What's Spoiling The Kids: The Big Tech v. Bad Parenting Debate

Without an extended family network, modern parents have sought to raise happy kids in a "hostile" world. It's a tall order, when youngsters absorb the fears (and devices) around them like a sponge.

Image of a kid wearing a blue striped sweater, using an ipad.

Children exposed to technology at a very young age are prominent today.

Julián de Zubiría Samper

-Analysis-

BOGOTÁ — A 2021 report from the United States (the Youth Risk Behavior Survey) found that 42% of the country's high-school students persistently felt sad and 22% had thought about suicide. In other words, almost half of the country's young people are living in despair and a fifth of them have thought about killing themselves.

Such chilling figures are unprecedented in history. Many have suggested that this might be the result of the COVID-19 pandemic, but sadly, we can see depression has deeper causes, and the pandemic merely illustrated its complexity.

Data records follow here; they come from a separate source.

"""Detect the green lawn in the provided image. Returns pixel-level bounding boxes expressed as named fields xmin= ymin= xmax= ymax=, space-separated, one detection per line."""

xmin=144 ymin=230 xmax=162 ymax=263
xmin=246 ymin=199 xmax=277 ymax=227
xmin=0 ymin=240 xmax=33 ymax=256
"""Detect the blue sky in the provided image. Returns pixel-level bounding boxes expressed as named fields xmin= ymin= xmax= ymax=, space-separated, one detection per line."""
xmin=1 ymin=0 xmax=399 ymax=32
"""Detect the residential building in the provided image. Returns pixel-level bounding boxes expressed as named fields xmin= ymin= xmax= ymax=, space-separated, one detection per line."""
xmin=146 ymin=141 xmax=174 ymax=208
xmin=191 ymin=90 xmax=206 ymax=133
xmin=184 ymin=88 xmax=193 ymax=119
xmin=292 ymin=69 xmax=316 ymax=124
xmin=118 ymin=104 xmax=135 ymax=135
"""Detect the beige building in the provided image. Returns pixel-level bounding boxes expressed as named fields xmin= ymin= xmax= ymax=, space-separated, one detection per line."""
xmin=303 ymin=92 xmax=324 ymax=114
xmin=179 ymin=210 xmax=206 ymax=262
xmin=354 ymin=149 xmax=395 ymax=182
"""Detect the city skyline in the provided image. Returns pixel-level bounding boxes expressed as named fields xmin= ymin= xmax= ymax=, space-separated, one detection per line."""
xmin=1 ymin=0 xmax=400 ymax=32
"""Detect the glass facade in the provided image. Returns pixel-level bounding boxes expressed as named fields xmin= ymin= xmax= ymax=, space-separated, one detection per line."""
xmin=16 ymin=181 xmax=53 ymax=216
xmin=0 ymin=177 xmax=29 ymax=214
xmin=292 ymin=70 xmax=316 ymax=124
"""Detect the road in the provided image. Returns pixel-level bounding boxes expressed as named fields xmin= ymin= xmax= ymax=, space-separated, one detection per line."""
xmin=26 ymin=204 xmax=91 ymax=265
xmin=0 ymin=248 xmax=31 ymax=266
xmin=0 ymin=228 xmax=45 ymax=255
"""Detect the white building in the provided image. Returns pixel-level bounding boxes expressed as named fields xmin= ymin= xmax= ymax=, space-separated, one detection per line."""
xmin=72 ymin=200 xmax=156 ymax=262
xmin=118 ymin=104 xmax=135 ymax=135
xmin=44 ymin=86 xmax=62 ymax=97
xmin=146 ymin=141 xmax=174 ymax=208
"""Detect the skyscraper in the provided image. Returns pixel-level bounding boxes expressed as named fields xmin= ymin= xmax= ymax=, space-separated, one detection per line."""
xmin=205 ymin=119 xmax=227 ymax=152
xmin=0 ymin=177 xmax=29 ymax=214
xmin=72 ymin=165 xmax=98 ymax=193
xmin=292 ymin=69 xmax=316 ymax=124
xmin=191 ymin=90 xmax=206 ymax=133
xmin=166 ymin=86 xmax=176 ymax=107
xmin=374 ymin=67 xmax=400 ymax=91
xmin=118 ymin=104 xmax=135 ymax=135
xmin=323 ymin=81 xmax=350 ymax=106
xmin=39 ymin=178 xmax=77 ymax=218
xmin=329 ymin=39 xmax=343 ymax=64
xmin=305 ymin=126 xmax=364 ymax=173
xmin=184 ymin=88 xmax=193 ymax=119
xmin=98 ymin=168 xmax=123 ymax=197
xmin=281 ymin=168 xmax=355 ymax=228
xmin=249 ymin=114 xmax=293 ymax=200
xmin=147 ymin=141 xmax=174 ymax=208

I have written before on possible links between severe depression and the time young people spend on social media. But this is just one aspect of the problem. Today, young people suffer frequent and intense emotional crises, and not just for all the hours spent staring at a screen. Another, possibly more important cause may lie in changes to the family composition and authority patterns at home.

Firstly: Families today have fewer members, who communicate less among themselves.

Young people marry at a later age, have fewer children and many opt for personal projects and pets instead of having children. Families are more diverse and flexible. In many countries, the number of children per woman is close to or less than one (Singapore, Taiwan, South Korea, Hong Kong among others).

In Colombia, women have on average 1.9 children, compared to 7.6 in 1970. Worldwide, women aged 15 to 49 years have on average 2.4 children, or half the average figure for 1970. The changes are much more pronounced in cities and among middle and upper-income groups.

Of further concern today is the decline in communication time at home, notably between parents and children. This is difficult to quantify, but reasons may include fewer household members, pervasive use of screens, mothers going to work, microwave ovens that have eliminated family cooking and meals and, thanks to new technologies, an increase in time spent on work, even at home. Our society is addicted to work and devotes little time to minors.